Author: David L. Hudson Jr.

Source: The First Amendment Center

http://www.firstamendmentcenter.org/news.aspx?id=20654

For the third time, a federal judge has rejected a lawsuit over a kindergartner’s religious-themed poster, ruling New York school officials didn’t violate the First Amendment by censoring the boy’s work.

The nearly decade-long dispute began in 1999 at Catherine McNamara Elementary School in New York when teacher Susan Weickert assigned her class the project of creating posters relating to something they had learned in class about the environment. The class sought to teach students how to take care of the environment. For the assignment, student Antonio Peck initially created a poster full of religious imagery with the statement, “The only way to save our world.” His poster depicted the Ten Commandments and Jesus and made numerous other religious references.

Weickert thought that the poster didn’t deal with anything she had taught in class and might have created the impression that she was teaching religion in her classroom. She consulted school Principal Robert Creme, who agreed that the poster should not be displayed and that Antonio should redo it.

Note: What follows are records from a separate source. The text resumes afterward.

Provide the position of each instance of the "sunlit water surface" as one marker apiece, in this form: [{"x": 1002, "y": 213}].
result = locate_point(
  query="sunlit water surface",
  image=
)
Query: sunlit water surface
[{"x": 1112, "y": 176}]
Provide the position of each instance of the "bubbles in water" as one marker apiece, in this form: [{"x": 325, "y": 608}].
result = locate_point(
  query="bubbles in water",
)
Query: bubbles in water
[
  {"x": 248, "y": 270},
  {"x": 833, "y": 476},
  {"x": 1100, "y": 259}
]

Antonio made a second poster showing children in front of a church throwing away trash. It included a picture of Jesus kneeling with his hands lifted upward. School officials allowed this poster to be displayed but folded back the part of the poster that showed Jesus.

Peck, through his parents JoAnne and Kenley, sued the school district, the principal and school superintendent in federal court, alleging numerous constitutional violations, including free-speech and establishment-clause claims. The free-speech claim contended that school officials censored Antonio’s posters because of the religious viewpoints they conveyed.